Focus on high-balance auto debt

In the cities where boomers owed the most, a greater share of their debt was borrowed through car loans. But across the board, auto debt accounts for a large portion of baby boomers’ balances. Boomers who are feeling the burden of a car payment that’s too high can consider a few moves.

  • Pay off your car loan: Send in extra payments monthly or in a lump sum to your auto lender to attack your principal. As your auto loan balance drops, you’ll drop months off your loan term and avoid hundreds of dollars in interest charges.
  • Downgrade your car: If you’re not underwater on the car (owing more on the loan than the car is worth), consider getting a new vehicle. You can sell your car, use the proceeds to pay off the loan and buy a more affordable model in cash.
  • Consider auto loan refinancing options: Restructuring your auto loan can help in some cases, too. If your auto loan rate is high, see if you could refinance to a lower rate. Refinancing can also help you switch to a different loan term.

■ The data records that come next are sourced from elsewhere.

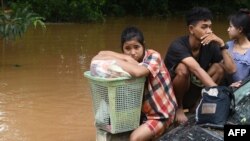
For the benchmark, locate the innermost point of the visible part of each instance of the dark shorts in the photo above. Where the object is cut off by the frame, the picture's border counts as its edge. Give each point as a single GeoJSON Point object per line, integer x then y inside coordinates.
{"type": "Point", "coordinates": [193, 96]}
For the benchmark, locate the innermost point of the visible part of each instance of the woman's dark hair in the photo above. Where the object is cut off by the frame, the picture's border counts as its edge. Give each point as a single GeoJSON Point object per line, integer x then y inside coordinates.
{"type": "Point", "coordinates": [198, 14]}
{"type": "Point", "coordinates": [130, 33]}
{"type": "Point", "coordinates": [241, 19]}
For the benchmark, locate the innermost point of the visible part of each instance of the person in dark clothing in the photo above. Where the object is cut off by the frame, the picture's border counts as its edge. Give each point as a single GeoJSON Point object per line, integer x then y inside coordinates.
{"type": "Point", "coordinates": [196, 60]}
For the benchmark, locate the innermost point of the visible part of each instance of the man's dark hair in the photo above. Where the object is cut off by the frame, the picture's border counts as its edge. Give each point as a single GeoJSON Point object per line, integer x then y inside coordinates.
{"type": "Point", "coordinates": [132, 32]}
{"type": "Point", "coordinates": [198, 14]}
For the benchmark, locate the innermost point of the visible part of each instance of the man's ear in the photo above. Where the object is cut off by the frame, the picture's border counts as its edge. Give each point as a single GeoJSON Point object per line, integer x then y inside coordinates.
{"type": "Point", "coordinates": [190, 28]}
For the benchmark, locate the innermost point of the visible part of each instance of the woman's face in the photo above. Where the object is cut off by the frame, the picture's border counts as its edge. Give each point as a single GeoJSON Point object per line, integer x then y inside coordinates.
{"type": "Point", "coordinates": [134, 49]}
{"type": "Point", "coordinates": [233, 32]}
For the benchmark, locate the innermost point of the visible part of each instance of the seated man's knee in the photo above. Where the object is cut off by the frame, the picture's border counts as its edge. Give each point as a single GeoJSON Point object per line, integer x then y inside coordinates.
{"type": "Point", "coordinates": [218, 68]}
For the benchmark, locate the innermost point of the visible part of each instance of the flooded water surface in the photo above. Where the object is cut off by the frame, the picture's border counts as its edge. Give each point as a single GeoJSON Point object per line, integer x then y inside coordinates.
{"type": "Point", "coordinates": [43, 94]}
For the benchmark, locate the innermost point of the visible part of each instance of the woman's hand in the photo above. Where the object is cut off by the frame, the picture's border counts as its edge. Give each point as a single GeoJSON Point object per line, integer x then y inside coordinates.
{"type": "Point", "coordinates": [236, 84]}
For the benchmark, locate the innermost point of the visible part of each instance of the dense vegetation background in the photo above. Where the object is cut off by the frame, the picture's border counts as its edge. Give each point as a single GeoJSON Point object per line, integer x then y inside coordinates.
{"type": "Point", "coordinates": [98, 10]}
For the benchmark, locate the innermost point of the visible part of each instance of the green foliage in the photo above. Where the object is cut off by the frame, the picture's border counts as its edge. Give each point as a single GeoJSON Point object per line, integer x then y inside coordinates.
{"type": "Point", "coordinates": [96, 10]}
{"type": "Point", "coordinates": [14, 23]}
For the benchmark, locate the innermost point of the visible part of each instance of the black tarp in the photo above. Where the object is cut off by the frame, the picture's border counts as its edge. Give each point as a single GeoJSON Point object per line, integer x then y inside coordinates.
{"type": "Point", "coordinates": [193, 132]}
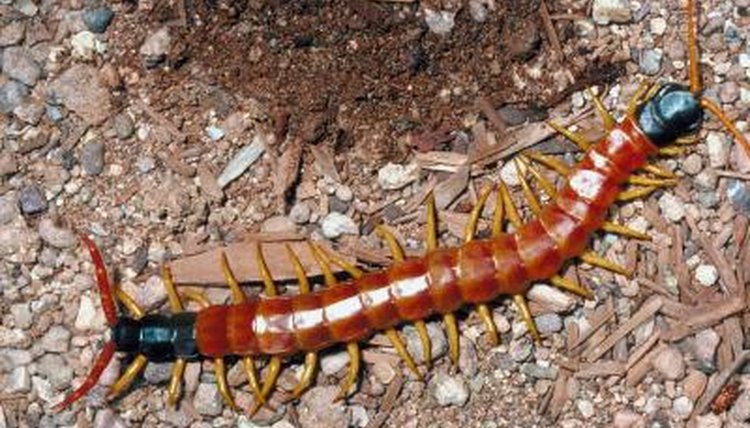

A shorter repayment period can come with a lower rate, and get you out of debt faster. A longer repayment period can make monthly payments more manageable, too.

Target balances on high-interest credit cards

After auto loans, baby boomers tended to owe the most on credit cards. Yet credit cards carry the highest interest rates of any type of debt we look at, meaning these balances are costing baby boomers more.

Baby boomers looking to wrangle high credit card balances should focus on these moves.

  • Rein in credit card charges: Some of the baby boomers included in this study are likely charging purchases and repaying their balances in full each month. They have credit card debt, but it’s never more than they can afford to immediately repay. If you’re in the habit of carrying a balance on your cards and charging more than you can pay off each month, revisit your spending habits. Review your budget and expenses, and look for strategies to avoid overspending with credit cards — such as only paying with cash or leaving credit cards at home.
  • Pay off your highest-interest credit card first. Review all of your balances and figure out which account is charging you the most for each dollar you owe. Then, prioritize paying this off by sending in extra payments to this debt first. You’ll knock it out and save more by avoiding higher interest charges.
  • Consider consolidating credit cards balances. Another way to combat high credit card rates is to move this debt to lower-interest accounts. Consolidating credit cards with a personal loan can help simplify this debt, and personal loan rates often beat credit card APRs. Another option is transferring credit card balances to a new card with a 0% introductory rate.

Lastly, baby boomers who are struggling with debt and cannot realistically afford to repay it still have options, including debt relief programs or bankruptcy. Debt relief services can help restructure, manage and even negotiate down debt. In other cases, bankruptcy could provide a clearer path forward for some baby boomers.

One thing is certain: Baby boomers can’t afford to ignore their debt. Make it a priority to manage and reduce debt, and you can save hundreds on interest, free up monthly cash flow and give yourself a healthier start heading into retirement.


Using an anonymized sample of over 100,000 LendingTree users born between 1946 and 1964, researchers calculated total debt balances from January 2019 credit reports. These results were then aggregated to the 100 largest metropolitan statistical areas to calculate median debt obligations (non-mortgage), as well as the average distribution of debts across the following debt types: auto, credit cards, personal loans, student and other.

LendingTree is a free credit monitoring service available to the general public, regardless of their debt and credit histories, or whether they’ve pursued loans on a LendingTree platform. LendingTree has over nine million accountholders.